Robert Bresson: The Over-Plenty of Life

Introducing a new series of essays on the "tightly-packed excess" of Robert Bresson.
Ignatiy Vishnevetsky

The phrase "the over-plenty of life" comes from J.M.G. Le Clezio—specifically, his introduction to Notes on the Cinematographer, Robert Bresson's slim, indispensable volume of aphorisms and jottings. I've chosen it at as the title for this series of essays—which will appear here over the course of the next seven weeks, as a full Bresson retrospective, programmed by the TIFF Cinematheque, plays first at Film Forum in New York and then at the Gene Siskel Film Center in Chicago before heading back to the TIFF Lightbox in February—because I feel that it conveys an attitude toward Bresson's work that's much more accurate than the bleak, "Jansenist" and (worst of all) "transcendental" Bresson familiar from the last few decades of English-language film criticism.  

Le Clezio's introduction is written in a very distinctily French mode of film-writing, one which is imminently quotable in individual parts but which tends to translate poorly as a whole to English, a notoriously specific, analytic language that doesn't easily tolerate vague pronouncements; Le Clezio writes about Bresson almost entirely in unqualified and unsupported statements, as though every fervid observation were self-evident (choice sentence: "To Bresson, art is the only possible escape from the bitterness of impotence"). And, in a sense, Le Clezio's observations are self-evident; he is, more or less, spot on. 

However, in in the process of enshrining this formerly marginal filmmaker, Anglophone film culture created its own Bresson, a Bresson that bears only a passing resemblance to the filmmaker: an austere, rigid, humorless director of films on religious themes. For the most part, those aspects of the director's work that don't fit this mold are ignored (in some cases, that means whole films, including Public Affairs and Four Nights of a Dreamer). This means that I can't, for example, merely tell you that Bresson's films are lively; I have to prove it, even if, goddammit, it takes me seven shortish essays to do so.  

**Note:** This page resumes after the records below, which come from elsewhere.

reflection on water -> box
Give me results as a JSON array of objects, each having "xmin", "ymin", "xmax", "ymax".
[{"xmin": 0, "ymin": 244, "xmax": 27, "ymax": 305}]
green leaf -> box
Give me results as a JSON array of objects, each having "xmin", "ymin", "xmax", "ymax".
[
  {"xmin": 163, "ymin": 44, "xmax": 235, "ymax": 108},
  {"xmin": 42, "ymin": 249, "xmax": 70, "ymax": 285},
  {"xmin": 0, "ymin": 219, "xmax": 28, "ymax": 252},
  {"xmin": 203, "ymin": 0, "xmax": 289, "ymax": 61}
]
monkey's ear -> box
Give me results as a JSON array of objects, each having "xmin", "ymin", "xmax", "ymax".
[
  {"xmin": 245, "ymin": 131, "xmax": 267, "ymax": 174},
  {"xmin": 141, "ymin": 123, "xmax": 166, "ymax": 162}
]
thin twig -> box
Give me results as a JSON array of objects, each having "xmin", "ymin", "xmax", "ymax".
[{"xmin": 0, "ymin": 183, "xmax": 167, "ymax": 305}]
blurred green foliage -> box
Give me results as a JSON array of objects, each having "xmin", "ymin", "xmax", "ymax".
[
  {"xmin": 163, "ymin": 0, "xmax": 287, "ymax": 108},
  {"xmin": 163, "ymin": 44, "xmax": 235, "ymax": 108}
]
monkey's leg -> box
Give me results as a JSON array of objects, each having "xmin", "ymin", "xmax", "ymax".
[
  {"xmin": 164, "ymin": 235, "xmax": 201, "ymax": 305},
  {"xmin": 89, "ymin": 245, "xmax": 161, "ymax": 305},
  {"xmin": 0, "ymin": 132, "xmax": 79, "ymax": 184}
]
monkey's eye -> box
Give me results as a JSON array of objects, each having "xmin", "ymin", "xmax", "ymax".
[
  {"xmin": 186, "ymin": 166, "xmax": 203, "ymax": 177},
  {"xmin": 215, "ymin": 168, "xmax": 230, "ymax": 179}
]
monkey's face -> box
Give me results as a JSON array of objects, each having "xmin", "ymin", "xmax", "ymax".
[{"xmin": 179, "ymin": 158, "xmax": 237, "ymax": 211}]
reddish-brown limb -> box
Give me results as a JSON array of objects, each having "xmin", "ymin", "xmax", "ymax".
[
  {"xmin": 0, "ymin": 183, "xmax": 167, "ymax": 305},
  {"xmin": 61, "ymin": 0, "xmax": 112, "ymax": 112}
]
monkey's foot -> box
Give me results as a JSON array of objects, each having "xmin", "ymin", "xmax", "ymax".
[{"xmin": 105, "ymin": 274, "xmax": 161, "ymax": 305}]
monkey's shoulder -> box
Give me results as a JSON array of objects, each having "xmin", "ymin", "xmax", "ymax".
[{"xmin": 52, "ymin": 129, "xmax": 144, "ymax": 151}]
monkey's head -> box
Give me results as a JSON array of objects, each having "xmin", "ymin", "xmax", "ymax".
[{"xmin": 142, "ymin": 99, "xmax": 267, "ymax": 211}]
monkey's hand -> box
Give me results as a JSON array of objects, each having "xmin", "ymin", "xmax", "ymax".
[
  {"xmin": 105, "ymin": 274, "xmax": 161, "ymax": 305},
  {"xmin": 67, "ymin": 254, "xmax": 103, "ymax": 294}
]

Bresson was born in 1901 and died in late 1999, meaning that his life spanned nearly the whole of the 20th century. His career, in turn, covered roughly the first half-century of sound cinema, from his first screen credit in 1933 to his final feature in 1983. Bresson entered the medium just as the grammar of sound filmmaking—a grammar he'd spend most of his career resisting—had become codified; his first credit, as a matter of fact, is for the very "talkie" task of writing dialogue for a French-language version of a Friedrich Zelnik movie called There Once Was a Musician (in the first decade of sound film, before dubbing and subtitling supplanted the practice, it was common to shoot alternate-language versions of films—often with different casts and journeyman directors—for foreign distribution). By the time Bresson made his final film, L'Argent, color, widescreen, stereo and finally surround sound had all been introduced, New Waves had come and gone, and most of the directors once considered Bresson's contemporaries were dead.  

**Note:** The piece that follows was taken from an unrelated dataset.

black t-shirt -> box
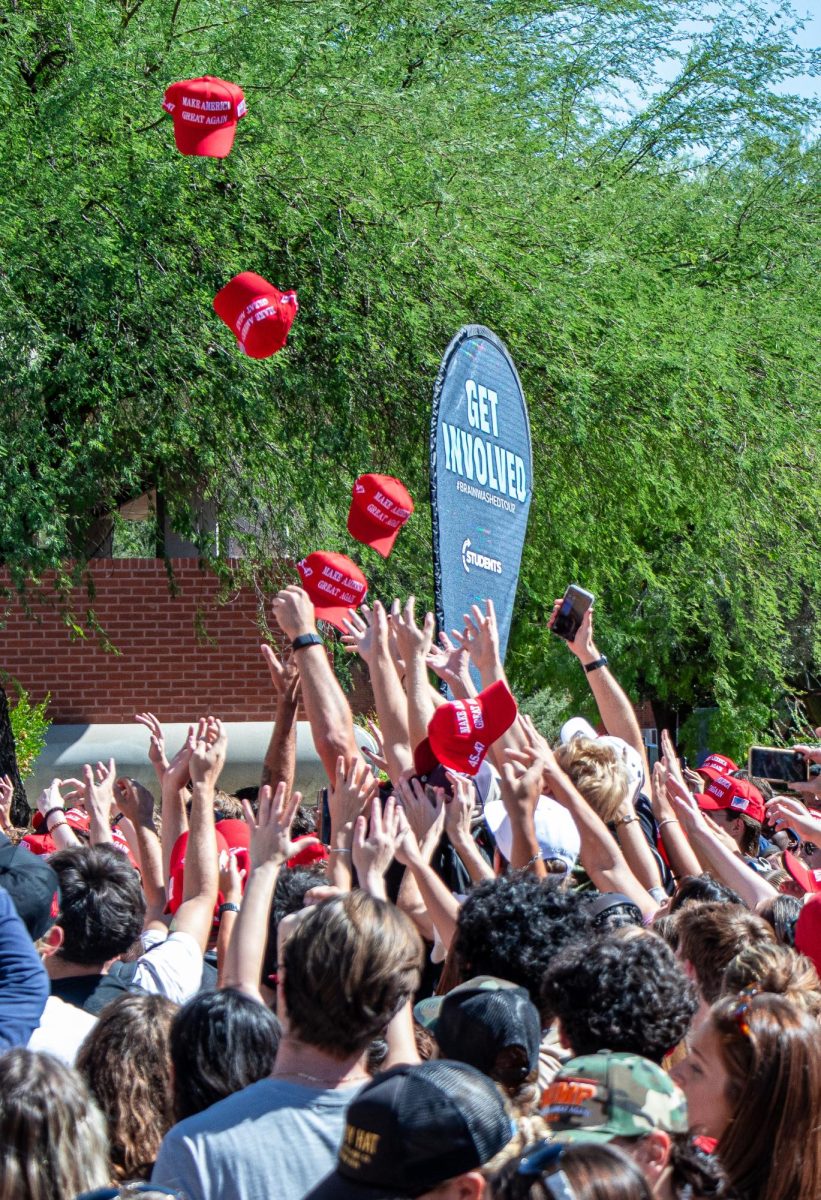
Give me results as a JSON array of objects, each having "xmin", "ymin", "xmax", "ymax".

It's difficult not to see Bresson's career as a metaphor for his work. In 98 years of living and 50 years of working, he produced only thirteen features, many of them running less than an hour-and-a-half, and one short, making Bresson the only major filmmaker (other than those still living and those who died young) whose entire body of work can be seen in a day. And Notes on the Cinematographer, despite its small size, was composed over the course of 24 years. While it's true that the slimness of Bresson's output is partly owed to the financing problems he encountered (he claimed later in life to have spent part of his career sitting in producers' offices), his body of work still represents a disproportionate amount of living, thinking and experience compacted and curated into a little over a dozen movies. This tight packing, this careful sorting—and its kineticism, subtle ebullience, humor, and sensuality—is what I'll be looking at: "the over-plenty of life."